We can try to turn around this toxic environment and be the change we wish to see in the world, but if the toxicity is overwhelming, quitting may be the only reasonable option. Otherwise, we could bring that stress home and infect our family and friends. Our health, and the health of the people we love, is more important than our job.

It’s a professional dead end. Unfortunately, it’s becoming increasingly common to pigeonhole workers into particular jobs, roles, and responsibilities. Gone are the days, it seems, when someone could work her way up through the mailroom and get job experience throughout the organization—the kind of professional experience that leads to personal and professional growth. The companies with the highest retention and the highest levels of innovation offer their employees the chance to work in a variety of positions in the company. Or, as they say on the soccer field, when we play different positions, we “see all sides of the ball.”

It’s devoid of challenge. “Quit and stay” is one of the saddest descriptions of employees that I’ve heard recently. It’s applied to people who have emotionally and psychologically checked out yet remain in their jobs, punching a clock—either for the money or the simple inability to conceive of doing anything else.

While quitting may be the only viable option to working in a toxic environment, we should think long and hard before we take that action.

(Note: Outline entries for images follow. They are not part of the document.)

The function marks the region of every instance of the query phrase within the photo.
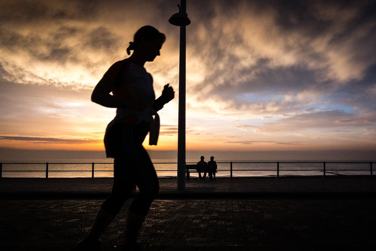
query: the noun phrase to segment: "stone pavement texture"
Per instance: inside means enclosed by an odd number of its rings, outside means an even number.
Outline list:
[[[176,180],[162,180],[162,192],[176,189]],[[203,189],[214,193],[375,191],[375,180],[369,178],[228,180],[215,183],[190,180],[185,192]],[[39,180],[39,185],[33,186],[34,181],[3,179],[0,194],[24,192],[28,186],[33,192],[92,192],[88,187],[102,192],[109,191],[108,184],[112,182],[64,181]],[[105,184],[101,187],[101,183]],[[71,250],[87,233],[103,201],[1,200],[0,249]],[[103,235],[103,250],[116,250],[114,246],[122,241],[130,203],[126,203]],[[156,199],[140,239],[146,251],[367,249],[376,245],[375,210],[376,201],[372,198]]]

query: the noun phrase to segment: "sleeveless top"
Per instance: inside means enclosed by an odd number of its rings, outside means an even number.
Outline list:
[[[116,109],[116,116],[107,126],[105,134],[105,146],[106,148],[106,155],[108,158],[113,157],[110,151],[109,145],[111,142],[109,142],[107,136],[108,132],[111,129],[115,123],[120,122],[130,115],[136,115],[135,122],[138,123],[145,121],[149,123],[149,141],[150,145],[156,145],[159,134],[159,116],[156,112],[152,108],[155,100],[155,94],[153,87],[153,78],[152,75],[146,71],[143,67],[141,67],[133,62],[124,62],[126,71],[124,75],[121,71],[124,70],[122,67],[119,71],[119,73],[117,76],[115,81],[120,81],[120,83],[116,83],[118,85],[113,91],[113,93],[116,97],[123,97],[124,99],[131,98],[133,100],[137,100],[143,103],[145,109],[143,111],[137,110],[137,108],[132,107],[130,104],[122,108]],[[123,65],[123,66],[125,66]],[[126,68],[127,67],[127,70]],[[120,78],[118,78],[119,75]],[[106,77],[106,73],[104,77]],[[153,119],[153,116],[155,116]]]

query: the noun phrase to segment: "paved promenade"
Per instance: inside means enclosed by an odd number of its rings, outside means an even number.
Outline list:
[[[58,195],[106,195],[112,181],[0,180],[0,196],[8,195],[0,197],[2,250],[71,250],[87,233],[103,199]],[[153,202],[142,229],[145,251],[361,249],[376,245],[376,179],[369,177],[193,179],[184,192],[177,191],[176,179],[160,183],[166,196]],[[27,193],[58,196],[9,197]],[[122,241],[129,203],[103,235],[103,250],[116,250]]]

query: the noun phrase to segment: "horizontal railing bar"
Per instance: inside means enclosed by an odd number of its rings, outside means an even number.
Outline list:
[[[233,164],[277,164],[279,163],[279,164],[322,164],[323,162],[232,162]],[[35,165],[45,165],[46,164],[46,162],[42,163],[7,163],[3,162],[3,164],[6,164],[6,165],[13,165],[13,164],[35,164]],[[230,164],[231,162],[217,162],[217,164]],[[370,162],[325,162],[326,164],[369,164]],[[48,164],[49,165],[56,165],[56,164],[92,164],[92,162],[69,162],[69,163],[50,163],[49,162]],[[113,162],[94,162],[94,164],[113,164]],[[176,162],[153,162],[153,164],[177,164]],[[197,164],[196,162],[187,162],[186,164]]]

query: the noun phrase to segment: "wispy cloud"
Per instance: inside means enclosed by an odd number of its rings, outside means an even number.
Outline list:
[[[39,143],[54,143],[58,144],[91,144],[99,142],[97,140],[69,139],[56,138],[25,137],[11,136],[0,136],[0,140],[17,140],[21,141],[37,141]]]

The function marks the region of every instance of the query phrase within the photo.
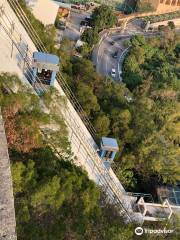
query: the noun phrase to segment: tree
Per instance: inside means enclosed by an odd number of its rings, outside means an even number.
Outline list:
[[[173,21],[169,21],[168,26],[170,27],[170,29],[175,29],[176,27]]]
[[[111,28],[117,23],[117,17],[110,6],[102,4],[96,8],[92,14],[93,26],[101,31],[105,28]]]

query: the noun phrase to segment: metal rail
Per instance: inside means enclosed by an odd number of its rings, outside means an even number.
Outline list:
[[[7,2],[9,3],[11,8],[16,13],[16,15],[19,18],[21,24],[24,26],[25,30],[27,31],[27,33],[31,37],[31,39],[32,39],[33,43],[35,44],[35,46],[37,47],[37,49],[39,51],[48,53],[47,48],[44,46],[42,40],[37,35],[35,29],[31,25],[29,19],[27,18],[26,14],[24,13],[24,11],[23,11],[21,5],[19,4],[18,0],[7,0]],[[66,83],[66,80],[64,79],[63,75],[60,72],[57,74],[57,81],[60,84],[63,91],[65,92],[68,99],[70,100],[71,104],[75,108],[76,112],[79,114],[81,120],[84,122],[85,126],[87,127],[87,129],[91,133],[91,135],[93,137],[95,137],[95,135],[96,135],[95,128],[91,124],[90,120],[88,119],[87,114],[83,110],[82,106],[79,104],[79,102],[76,99],[74,93],[72,92],[72,90],[70,89],[70,87]]]
[[[10,31],[11,29],[7,26],[8,24],[12,24],[11,20],[8,17],[8,14],[6,12],[3,12],[3,17],[1,16],[1,25],[3,26],[3,29],[5,33],[7,34],[10,41],[12,41],[12,45],[16,48],[16,50],[19,52],[19,54],[22,56],[22,59],[24,60],[25,65],[25,72],[28,70],[28,74],[31,77],[31,56],[32,52],[30,49],[27,49],[26,57],[24,57],[24,52],[22,53],[22,49],[19,47],[19,43],[21,42],[22,36],[16,29],[16,26],[14,26],[13,31]],[[13,34],[13,32],[15,32]],[[17,39],[18,38],[18,39]],[[24,50],[23,50],[24,51]],[[46,89],[43,88],[43,84],[41,84],[41,81],[38,79],[39,85],[38,87],[35,87],[35,91],[39,94],[37,91],[38,88],[42,91],[45,91]],[[34,87],[34,86],[33,86]],[[109,174],[109,172],[105,169],[102,160],[97,155],[96,150],[93,148],[93,146],[87,141],[87,139],[84,136],[84,133],[81,131],[80,127],[78,126],[76,119],[73,116],[73,112],[70,111],[70,109],[64,109],[64,117],[65,122],[69,126],[69,128],[72,130],[72,136],[75,136],[78,141],[81,143],[82,147],[86,150],[86,158],[85,164],[88,164],[88,159],[91,160],[93,163],[93,166],[90,166],[92,172],[99,177],[98,184],[101,185],[103,188],[105,188],[105,191],[109,197],[109,200],[111,203],[114,203],[115,205],[120,208],[121,215],[123,215],[126,219],[129,221],[132,221],[131,216],[129,214],[129,209],[126,209],[124,207],[124,203],[122,202],[122,197],[125,196],[125,193],[122,193],[122,191],[119,189],[119,186],[117,186],[117,183],[114,181],[112,176]],[[84,140],[84,141],[83,141]]]

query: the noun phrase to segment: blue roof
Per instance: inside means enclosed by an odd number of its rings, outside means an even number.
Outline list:
[[[102,137],[102,145],[104,147],[119,149],[117,140],[115,138]]]
[[[34,52],[33,53],[34,60],[43,63],[50,63],[50,64],[59,64],[59,58],[56,55],[44,53],[44,52]]]

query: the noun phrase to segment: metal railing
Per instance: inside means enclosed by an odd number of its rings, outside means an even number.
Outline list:
[[[35,29],[31,25],[29,19],[27,18],[26,14],[24,13],[21,5],[19,4],[18,0],[7,0],[11,8],[14,10],[16,13],[17,17],[19,18],[21,24],[29,34],[30,38],[32,39],[32,42],[35,44],[37,49],[42,52],[46,52],[47,48],[44,46],[42,40],[40,37],[37,35]],[[84,122],[85,126],[87,127],[88,131],[91,133],[93,137],[96,135],[96,130],[91,124],[90,120],[88,119],[87,114],[83,110],[82,106],[79,104],[78,100],[76,99],[74,93],[66,83],[66,80],[64,79],[63,75],[59,72],[56,77],[58,83],[60,84],[61,88],[65,92],[66,96],[70,100],[71,104],[75,108],[76,112],[78,112],[81,120]]]
[[[7,24],[8,23],[8,24]],[[13,29],[9,28],[9,26],[12,25],[11,19],[9,18],[8,14],[6,14],[5,10],[1,11],[1,26],[3,27],[5,33],[7,34],[9,40],[12,43],[12,46],[16,48],[16,50],[21,55],[23,61],[24,61],[24,67],[23,72],[26,75],[28,73],[29,78],[32,77],[31,72],[31,57],[32,52],[30,51],[29,47],[26,48],[26,54],[24,56],[24,49],[20,47],[20,43],[22,41],[21,33],[18,32],[17,26],[14,26]],[[46,91],[41,81],[37,78],[38,85],[35,88],[35,91],[39,94],[39,89],[41,91]],[[34,87],[34,86],[33,86]],[[72,130],[72,136],[75,136],[78,141],[81,143],[82,147],[86,150],[86,158],[85,164],[88,163],[88,159],[91,160],[93,163],[93,166],[90,166],[91,171],[97,175],[99,178],[98,184],[101,185],[111,203],[114,203],[118,206],[118,208],[121,209],[121,215],[123,215],[126,219],[129,219],[131,221],[131,216],[129,214],[129,209],[124,207],[123,203],[123,196],[125,196],[125,193],[122,193],[122,191],[119,189],[119,186],[115,182],[115,180],[112,178],[110,173],[105,169],[102,160],[97,155],[96,150],[93,148],[93,146],[87,141],[86,137],[84,136],[84,132],[82,132],[80,126],[77,124],[77,121],[74,117],[74,113],[71,112],[70,109],[64,109],[64,118],[66,124],[69,126],[69,128]],[[91,165],[91,164],[90,164]]]

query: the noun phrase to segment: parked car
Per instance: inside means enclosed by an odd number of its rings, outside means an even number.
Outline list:
[[[80,25],[81,26],[89,26],[88,22],[84,21],[84,20],[80,22]]]
[[[110,44],[113,46],[115,44],[115,41],[111,41]]]
[[[113,58],[117,58],[118,57],[118,51],[114,52],[112,55]]]
[[[111,77],[115,78],[116,77],[116,69],[112,68],[111,70]]]

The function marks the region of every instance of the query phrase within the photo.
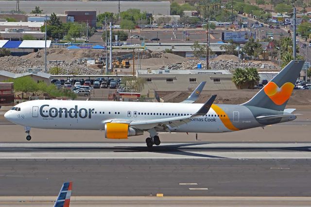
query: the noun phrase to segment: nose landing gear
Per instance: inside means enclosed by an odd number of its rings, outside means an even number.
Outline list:
[[[27,141],[30,141],[31,139],[31,136],[30,136],[30,130],[27,130],[25,132],[25,133],[27,134],[27,136],[26,137],[26,139]]]

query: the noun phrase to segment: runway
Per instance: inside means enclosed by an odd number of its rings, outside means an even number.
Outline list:
[[[311,143],[138,143],[0,144],[8,159],[311,159]]]
[[[1,159],[0,196],[310,196],[308,159]]]

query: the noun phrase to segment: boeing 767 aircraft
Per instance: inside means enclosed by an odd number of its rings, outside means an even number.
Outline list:
[[[160,144],[159,132],[229,132],[295,120],[294,109],[285,108],[304,63],[292,61],[242,104],[213,104],[216,95],[203,104],[191,104],[191,96],[180,103],[35,100],[16,105],[4,117],[24,126],[28,140],[31,127],[104,130],[111,139],[146,131],[146,143],[151,147]]]

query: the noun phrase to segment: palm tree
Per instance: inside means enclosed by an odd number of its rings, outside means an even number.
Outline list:
[[[256,68],[246,68],[245,70],[249,88],[253,88],[255,84],[260,80],[257,69]]]
[[[239,89],[241,89],[241,86],[245,84],[247,81],[245,70],[240,68],[236,69],[232,77],[232,81],[239,86]]]

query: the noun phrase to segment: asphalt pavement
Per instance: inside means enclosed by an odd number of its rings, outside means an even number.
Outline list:
[[[0,196],[310,196],[309,159],[1,159]]]

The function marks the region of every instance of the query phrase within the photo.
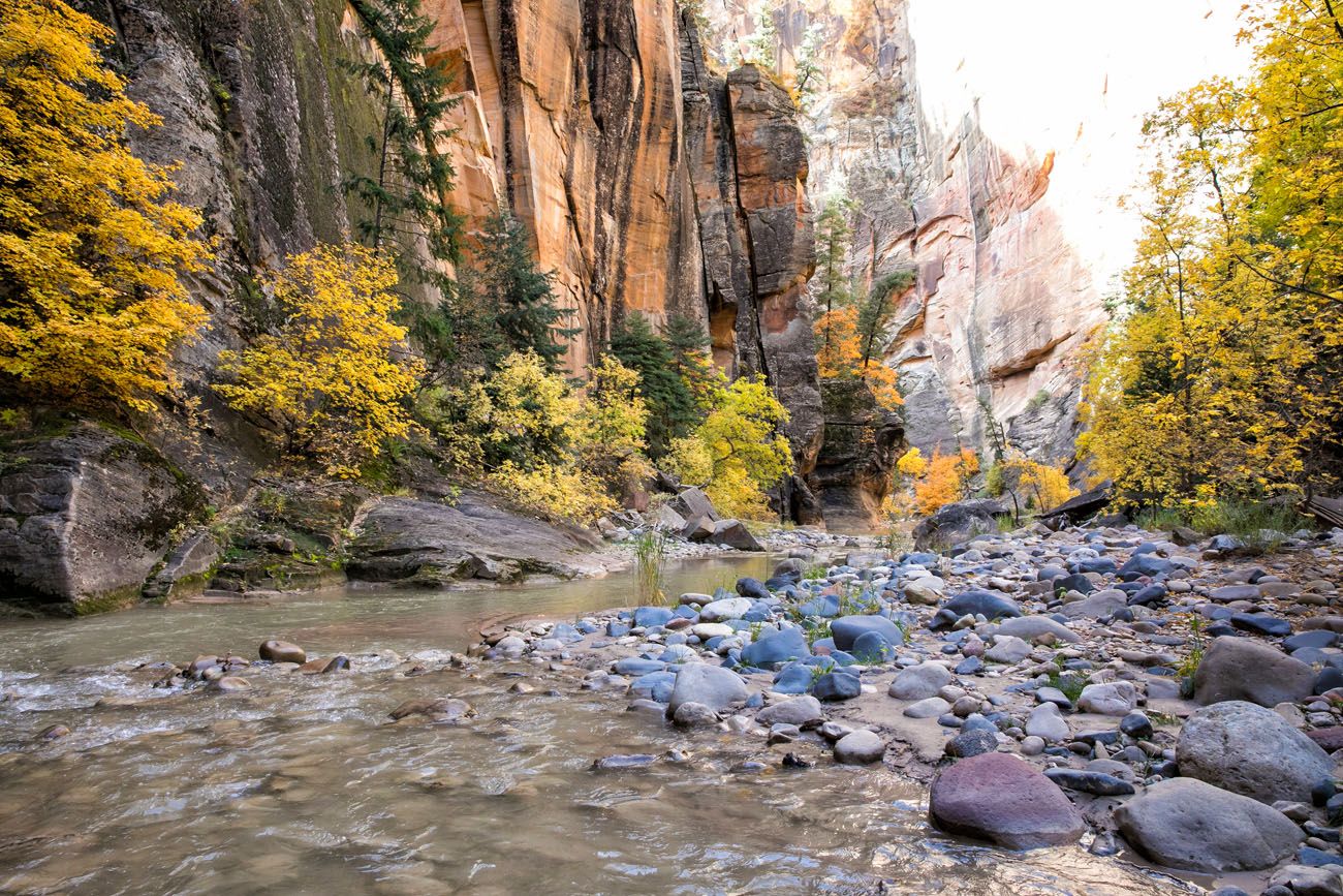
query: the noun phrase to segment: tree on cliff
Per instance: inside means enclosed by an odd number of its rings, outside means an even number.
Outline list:
[[[1138,258],[1081,447],[1135,502],[1332,489],[1343,470],[1343,21],[1252,4],[1256,66],[1160,105]]]
[[[462,267],[449,308],[492,368],[514,352],[536,352],[559,369],[565,341],[580,332],[563,325],[572,312],[556,305],[551,274],[537,266],[526,227],[502,204],[474,234],[471,262]]]
[[[231,382],[215,390],[261,422],[286,461],[356,478],[414,429],[407,402],[419,361],[392,321],[396,270],[359,244],[318,246],[289,258],[266,286],[282,322],[242,352],[222,352]]]
[[[694,396],[677,372],[667,340],[639,312],[631,312],[611,332],[611,353],[639,375],[649,407],[649,457],[666,454],[672,439],[684,437],[698,419]]]
[[[7,400],[150,411],[205,321],[200,215],[171,168],[122,145],[157,116],[98,47],[113,34],[60,0],[0,4],[0,390]]]

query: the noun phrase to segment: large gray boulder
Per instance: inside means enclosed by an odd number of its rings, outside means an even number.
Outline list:
[[[1039,615],[1003,619],[998,623],[998,634],[1010,634],[1026,641],[1034,641],[1035,638],[1048,634],[1053,635],[1054,641],[1060,641],[1062,643],[1077,643],[1082,639],[1080,634],[1057,619]]]
[[[1334,760],[1272,709],[1241,700],[1199,709],[1185,721],[1175,760],[1180,774],[1260,802],[1311,802]]]
[[[944,768],[932,782],[928,814],[945,832],[1007,849],[1070,844],[1086,829],[1058,785],[1002,752]]]
[[[1276,809],[1191,778],[1152,785],[1120,806],[1115,819],[1154,862],[1197,872],[1270,868],[1303,838]]]
[[[997,533],[997,517],[1005,513],[1007,508],[998,501],[976,498],[948,504],[915,527],[915,549],[940,551],[976,535]]]
[[[0,600],[82,615],[128,606],[204,509],[156,450],[85,423],[7,446],[0,469]]]
[[[1194,700],[1203,705],[1248,700],[1261,707],[1311,696],[1311,666],[1260,641],[1223,635],[1213,641],[1194,673]]]
[[[355,519],[345,571],[351,579],[406,587],[445,587],[462,579],[513,580],[540,572],[594,575],[598,540],[498,506],[475,492],[455,505],[375,498]]]
[[[749,693],[741,676],[705,662],[690,662],[676,673],[676,686],[672,688],[672,701],[667,715],[674,715],[682,703],[704,704],[714,712],[727,709],[735,703],[743,703]]]

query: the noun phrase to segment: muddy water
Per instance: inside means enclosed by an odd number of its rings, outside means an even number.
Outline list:
[[[670,587],[743,571],[761,562],[681,567]],[[814,768],[786,771],[753,740],[622,712],[620,695],[583,690],[572,670],[446,664],[483,619],[572,617],[630,588],[620,575],[4,623],[0,688],[17,699],[0,704],[0,892],[1179,892],[1080,848],[956,842],[928,826],[924,790],[890,772],[819,750]],[[255,656],[271,635],[346,653],[355,670],[254,666],[250,690],[220,693],[154,689],[142,666]],[[535,690],[512,693],[520,678]],[[388,724],[400,701],[441,696],[477,716]],[[40,740],[52,724],[70,733]],[[590,768],[670,747],[689,760]],[[767,771],[733,770],[751,759]]]

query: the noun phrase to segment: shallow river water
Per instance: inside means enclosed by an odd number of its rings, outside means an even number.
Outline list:
[[[686,563],[669,590],[766,571]],[[0,622],[0,689],[17,696],[0,703],[0,893],[1187,892],[1081,848],[959,842],[928,825],[920,785],[829,760],[783,770],[753,739],[622,712],[573,670],[446,668],[483,622],[573,618],[630,603],[631,587],[622,574]],[[247,692],[183,693],[140,668],[254,657],[269,637],[355,670],[255,666]],[[427,670],[393,674],[406,660]],[[512,693],[522,674],[535,690]],[[403,700],[443,696],[477,716],[388,724]],[[70,733],[40,740],[52,724]],[[690,759],[591,770],[670,747]],[[732,771],[752,758],[770,768]]]

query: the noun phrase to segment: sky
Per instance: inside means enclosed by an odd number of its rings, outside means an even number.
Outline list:
[[[924,113],[951,129],[978,101],[1017,157],[1053,150],[1048,201],[1101,289],[1132,257],[1117,207],[1142,172],[1142,118],[1210,74],[1246,71],[1241,0],[911,0]]]

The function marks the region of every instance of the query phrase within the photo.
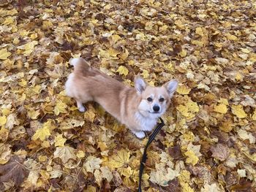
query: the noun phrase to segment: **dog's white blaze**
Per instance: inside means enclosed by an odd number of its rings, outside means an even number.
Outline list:
[[[70,97],[73,97],[73,94],[72,93],[72,82],[74,78],[74,74],[72,73],[69,75],[67,78],[67,81],[65,83],[65,92],[66,95]]]
[[[135,113],[135,118],[139,123],[140,128],[143,131],[151,131],[157,125],[157,118],[149,118],[148,117],[143,116],[140,112]]]
[[[75,66],[79,61],[79,58],[73,58],[69,60],[69,64],[72,66]]]

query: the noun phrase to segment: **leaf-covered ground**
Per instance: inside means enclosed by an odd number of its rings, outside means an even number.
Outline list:
[[[81,56],[131,85],[136,74],[179,80],[143,191],[255,191],[255,1],[0,1],[0,191],[136,190],[147,139],[65,96],[68,61]]]

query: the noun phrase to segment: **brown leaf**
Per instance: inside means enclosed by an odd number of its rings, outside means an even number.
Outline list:
[[[117,188],[114,191],[114,192],[130,192],[130,191],[132,191],[127,187]]]
[[[239,181],[239,183],[233,185],[230,188],[230,191],[236,191],[236,192],[255,192],[255,186],[252,186],[252,183],[249,180],[241,180]]]
[[[113,174],[113,181],[114,182],[116,186],[119,186],[121,184],[123,183],[121,176],[118,172],[113,171],[112,174]]]
[[[220,161],[226,160],[230,155],[229,148],[222,144],[217,144],[215,147],[211,147],[211,156]]]
[[[178,145],[174,145],[173,147],[169,147],[168,151],[170,155],[174,159],[178,159],[183,157],[181,151],[181,147]]]
[[[12,157],[9,162],[0,166],[0,182],[12,180],[15,186],[20,185],[28,176],[28,170],[23,166],[23,161],[18,156]]]

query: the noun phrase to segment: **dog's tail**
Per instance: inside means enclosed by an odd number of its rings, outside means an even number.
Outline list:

We should make sure that it’s not just because we find the work challenging, perhaps “too hard.” Sometimes it takes that extra pound of grit to get through difficult challenges, but that place where we feel challenged—that spot right on the edge of our capabilities where we have to step up our game—is the place where we are at our most creative and productive. When we feel right on the edge of what we are capable of, that’s where we’ll learn the most.